Risk score, explained
The CVSS 3.1 score of 5.3 (MEDIUM) reflects: (1) Network-accessible attack vector with no authentication required; (2) low attack complexity (no special conditions); (3) limited impact scope (unauthorized read only, confined to uploaded files in specific forms); and (4) no integrity or availability impact. The score appropriately captures that this is a confidentiality leak with straightforward exploitability, but bounded in scope and not enabling lateral movement or system compromise. Organizations should consider context multipliers: if form respondents are sensitive populations or if forms are central to compliance workflows, internal risk rating should exceed the base CVSS score.
Frequently asked questions
Who can exploit this vulnerability?
Any user who was previously granted collaborator access with results-viewing permissions to a form can exploit this after being removed. This includes former employees, contractors, or external collaborators. However, the attacker must have prior knowledge of the form or its file structure, or be able to enumerate file identifiers.
Does upgrading to 5.2.7 retroactively revoke unauthorized access?
The patch ensures that future removals trigger proper access cleanup. However, it does not automatically revoke permissions granted to removed collaborators under the vulnerable versions. After patching, you should manually audit and revoke any orphaned permissions from previously removed users, or reset form permissions entirely and re-grant them.
Are there any workarounds before patching?
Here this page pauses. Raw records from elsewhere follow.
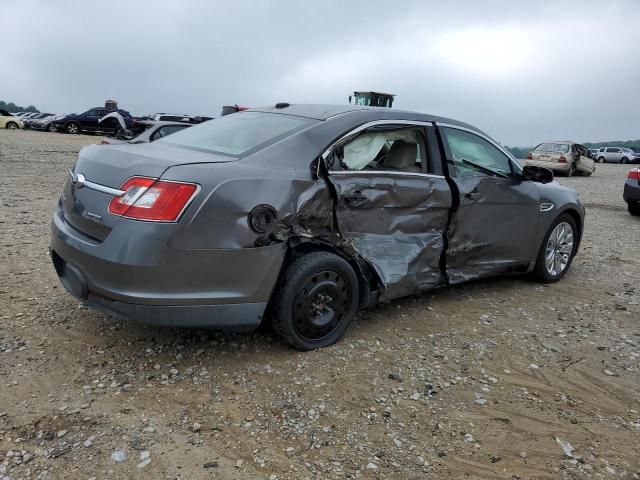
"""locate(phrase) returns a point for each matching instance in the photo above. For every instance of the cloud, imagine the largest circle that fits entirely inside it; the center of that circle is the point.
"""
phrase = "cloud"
(524, 73)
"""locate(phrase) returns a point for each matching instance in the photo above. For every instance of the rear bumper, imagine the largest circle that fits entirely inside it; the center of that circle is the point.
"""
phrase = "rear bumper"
(133, 280)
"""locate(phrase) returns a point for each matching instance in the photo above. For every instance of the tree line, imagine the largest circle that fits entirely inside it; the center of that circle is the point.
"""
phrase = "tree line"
(12, 107)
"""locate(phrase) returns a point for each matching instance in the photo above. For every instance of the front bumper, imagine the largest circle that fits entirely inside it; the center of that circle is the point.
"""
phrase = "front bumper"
(133, 280)
(555, 166)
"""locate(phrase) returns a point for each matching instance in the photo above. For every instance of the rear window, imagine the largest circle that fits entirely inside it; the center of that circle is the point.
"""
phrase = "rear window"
(552, 147)
(238, 133)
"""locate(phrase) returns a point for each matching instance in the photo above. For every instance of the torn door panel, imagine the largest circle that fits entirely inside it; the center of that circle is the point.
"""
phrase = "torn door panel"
(396, 223)
(491, 230)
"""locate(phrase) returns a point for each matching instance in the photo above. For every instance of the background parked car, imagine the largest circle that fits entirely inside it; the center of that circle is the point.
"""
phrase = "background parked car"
(564, 157)
(89, 121)
(7, 120)
(28, 123)
(171, 117)
(153, 132)
(46, 123)
(617, 155)
(631, 193)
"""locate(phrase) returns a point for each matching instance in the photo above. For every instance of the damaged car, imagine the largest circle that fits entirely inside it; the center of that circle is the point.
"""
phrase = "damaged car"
(303, 215)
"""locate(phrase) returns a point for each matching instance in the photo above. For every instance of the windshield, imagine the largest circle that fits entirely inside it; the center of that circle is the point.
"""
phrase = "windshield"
(238, 133)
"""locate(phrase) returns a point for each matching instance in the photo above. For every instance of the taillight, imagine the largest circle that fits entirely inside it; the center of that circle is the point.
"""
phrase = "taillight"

Before upgrading, manually review form collaborators and remove inactive or untrusted users immediately. Monitor file access logs for suspicious activity from recently removed collaborators. If a form contains highly sensitive data, consider temporarily restricting results access or moving the form content to a patched instance. However, these are interim measures; patching is the definitive fix.
Does this vulnerability affect other Nextcloud apps like Calendar or Contacts?
No, this vulnerability is specific to Nextcloud Forms and the authorization control for uploaded respondent files within the forms context. Other Nextcloud apps use different permission models and are not affected by this issue.
This analysis is provided for informational purposes and is current as of the published date. Readers should verify patch availability and applicability against official Nextcloud Security advisories and their specific deployment configuration. No guarantee is made regarding completeness or accuracy of version information; always consult vendor release notes before patching. SEC.co and its analysts assume no liability for decisions made on the basis of this advisory. Organizations should conduct their own risk assessment based on their data sensitivity and threat environment. Source: NVD (public-domain), retrieved 2026-07-07. Analysis generated by SEC.co (claude-haiku-4-5).